When things don’t go my way I generally throw my toys out of the pram and act like my wonderful 4 year old son. I scream and shout and glare (boy does he have a good glare..). I rant and rave or I sullenly mooch away, scrolling endlessly through the screens in my life to prevent my brain from thinking anything. I fear silence, I run from any kind of stillness. Weirdly I avoid the thing I most know will help. In a conversation this week I realised I was acting like a person thirsty, knowing they need water and yet not drinking the clear fresh water right in front of their face.

Thankfully we have a God who takes initiative in reminding us of reality, who pours water into the glass and puts it into our hands.

In another conversation I talked again of being back with the disciples in the storm, desperately wondering if Jesus cared. I was asked what I wanted from Jesus in this storm. I broke down in tears as I answered. I just want a hug. I want to know he’s there and has got us.

Here you are Lord.

Here is the One who is present. That moment switched my brain away from being numb and back into being able to live and be present in the world again.

Here we are together. 

It’s together we can journey on. Together with the One who loves me most. Together back in the land of not knowing how long this particular blip will last. Knowing that there are moments where it’s all ok and remembering to go slower, learning to adjust the pace again. Trusting that this isn’t a forever space, just the one we are in now.  Trusting in the One who is my enough, the One who holds my hand as I walk on. Trusting that there will be a one day forever end to this pain. Trusting that living well in this pain is possible and that we stumble on with others who know how to walk with heavy burdens themselves. Trusting in the arms of love that will not let us go. Thankful that my Maker knows how to look after us and wondering at initiative taking love which doesn’t wait for us to come but comes looking for us.

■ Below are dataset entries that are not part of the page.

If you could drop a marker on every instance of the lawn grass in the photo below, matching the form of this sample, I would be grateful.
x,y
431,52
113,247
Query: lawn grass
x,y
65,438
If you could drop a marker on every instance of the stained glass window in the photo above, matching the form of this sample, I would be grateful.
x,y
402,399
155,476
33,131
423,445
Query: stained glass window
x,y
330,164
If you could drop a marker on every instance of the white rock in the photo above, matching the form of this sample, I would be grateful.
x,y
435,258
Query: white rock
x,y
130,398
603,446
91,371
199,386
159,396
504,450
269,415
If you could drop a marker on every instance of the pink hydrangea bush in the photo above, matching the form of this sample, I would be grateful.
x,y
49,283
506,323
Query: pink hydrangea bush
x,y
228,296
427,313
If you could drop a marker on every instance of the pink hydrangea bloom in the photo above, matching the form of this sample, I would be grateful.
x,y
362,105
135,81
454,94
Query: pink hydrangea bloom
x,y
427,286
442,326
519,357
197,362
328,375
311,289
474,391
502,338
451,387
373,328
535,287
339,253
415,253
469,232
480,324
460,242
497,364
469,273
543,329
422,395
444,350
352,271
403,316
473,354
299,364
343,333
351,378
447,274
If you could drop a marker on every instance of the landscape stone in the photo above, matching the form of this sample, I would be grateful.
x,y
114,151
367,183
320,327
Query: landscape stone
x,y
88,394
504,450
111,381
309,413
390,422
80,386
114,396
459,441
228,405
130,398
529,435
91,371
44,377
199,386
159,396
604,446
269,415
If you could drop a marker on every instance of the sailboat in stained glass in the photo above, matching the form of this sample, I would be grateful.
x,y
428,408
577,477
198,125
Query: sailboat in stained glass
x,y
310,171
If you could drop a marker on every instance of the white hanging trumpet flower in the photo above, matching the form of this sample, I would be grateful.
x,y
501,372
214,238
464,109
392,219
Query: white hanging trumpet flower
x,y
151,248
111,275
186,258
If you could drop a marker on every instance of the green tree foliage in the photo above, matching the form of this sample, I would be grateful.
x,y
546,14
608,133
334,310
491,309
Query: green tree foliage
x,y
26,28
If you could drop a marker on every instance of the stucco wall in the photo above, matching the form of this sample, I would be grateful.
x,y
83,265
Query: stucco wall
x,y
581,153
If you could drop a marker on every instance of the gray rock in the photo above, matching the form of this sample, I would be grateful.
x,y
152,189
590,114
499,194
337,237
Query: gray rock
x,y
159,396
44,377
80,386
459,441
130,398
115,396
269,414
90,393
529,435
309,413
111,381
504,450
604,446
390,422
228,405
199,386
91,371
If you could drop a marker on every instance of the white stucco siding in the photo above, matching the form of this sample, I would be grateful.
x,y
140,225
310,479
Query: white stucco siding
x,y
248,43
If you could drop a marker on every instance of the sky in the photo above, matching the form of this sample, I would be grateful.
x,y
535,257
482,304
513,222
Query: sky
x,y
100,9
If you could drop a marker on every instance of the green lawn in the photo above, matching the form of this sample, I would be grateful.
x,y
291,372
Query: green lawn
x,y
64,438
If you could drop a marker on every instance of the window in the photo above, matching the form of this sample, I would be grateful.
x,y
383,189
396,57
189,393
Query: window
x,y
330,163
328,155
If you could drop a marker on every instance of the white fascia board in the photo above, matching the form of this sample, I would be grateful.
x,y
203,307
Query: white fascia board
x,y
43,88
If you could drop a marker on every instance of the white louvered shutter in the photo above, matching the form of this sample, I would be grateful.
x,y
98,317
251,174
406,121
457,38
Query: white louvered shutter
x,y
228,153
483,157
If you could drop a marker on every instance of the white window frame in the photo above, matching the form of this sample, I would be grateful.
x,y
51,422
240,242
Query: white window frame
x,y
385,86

There you go. We are back in a strange land for a bit. It won’t last forever, it may only last another week or so. But. Thankfully. I feel a bit like I’ve been given some Lion’s strength (we are reading Narnia to the boys at the moment, full of small boys asking if they are happy tears as I weep my way through incredible descriptions of Aslan and delight in the similarities between his interactions with the children and us with God) to reform, to refocus and go back to my self care strategies. Writing, exercise, reading, journalling and getting outside are making their way back into my days in a more intentional way. I’m putting on the Oxygen mask and hoping a slow weekend and some gentle weeks ahead may help us flourish in this world.

Your correspondent, just been reminded by a friend to look for the stars in the dark night. Hope is lurking. That’s a good place to be.